Chemical and physical data
- Formula: C_{23}H_{31}NO_{7}S
- Molar mass: 465.56 g·mol^{−1}
- 3D model (JSmol): Interactive image;
- SMILES CS(=O)(=O)NC(=O)CCC/C=C\C[C@@H]1[C@H]([C@@H](CC1=O)O)/C=C/[C@H](COc2ccccc2)O;
- InChI InChI=1S/C23H31NO7S/c1-32(29,30)24-23(28)12-8-3-2-7-11-19-20(22(27)15-21(19)26)14-13-17(25)16-31-18-9-5-4-6-10-18/h2,4-7,9-10,13-14,17,19-20,22,25,27H,3,8,11-12,15-16H2,1H3,(H,24,28)/b7-2-,14-13+/t17-,19-,20-,22-/m1/s1; Key:UQZVCDCIMBLVNR-TWYODKAFSA-N;

= Sulprostone =

Chemical compound

Sulprostone is an analogue of prostaglandin E2 (PGE_{2}) that has oxytocic activity in assays of rat kidney cells and tissues. There are four known receptors which mediate various but often different cellular and tissue responses to PGE_{2}: prostaglandin EP1 receptor, prostaglandin EP2 receptor, prostaglandin EP3 receptor, and prostaglandin EP4 receptor. Sulprosotone binds to and activates the prostaglandin EP3 receptor with far greater efficacy than the other PGE_{2} receptors and also has the advantage of being relatively resistant, compared with PGE_{2}, to becoming metabolically degraded. It is listed as a comparatively weak receptor agonist of the prostaglandin EP1 receptor.
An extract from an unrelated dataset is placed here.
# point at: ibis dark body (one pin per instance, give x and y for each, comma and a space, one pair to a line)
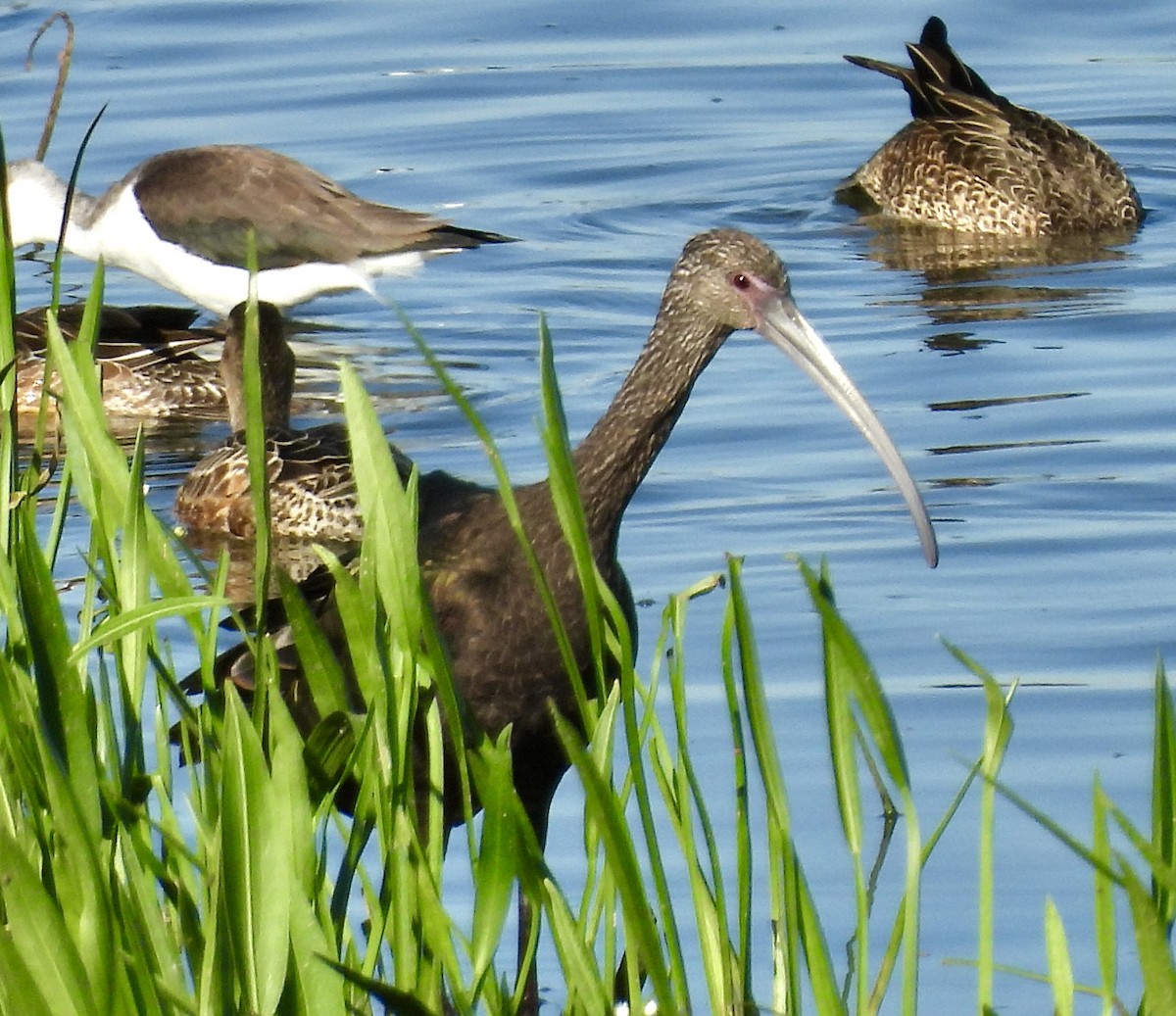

In all events, this as well as other potent synthetic EP_{3} receptor antagonists have the realized or potential ability to promote the beneficial effects of prostaglandin EP3 receptor activation.

Sulprostone (as well as other prostanoids receptor agonists) is in use for inducing medical abortion and ending pregnancy after fetal death, for the treatment of severe atonic postpartum hemorrhage after vaginal delivery, and for removal of the placenta in patients with retained placenta. Currently, sulprostone along with SC-46275, MB-28767, ONO-AE-248 and other EP_{3} receptor agonists are in development as drugs for the possible treatment of stomach ulcers in humans.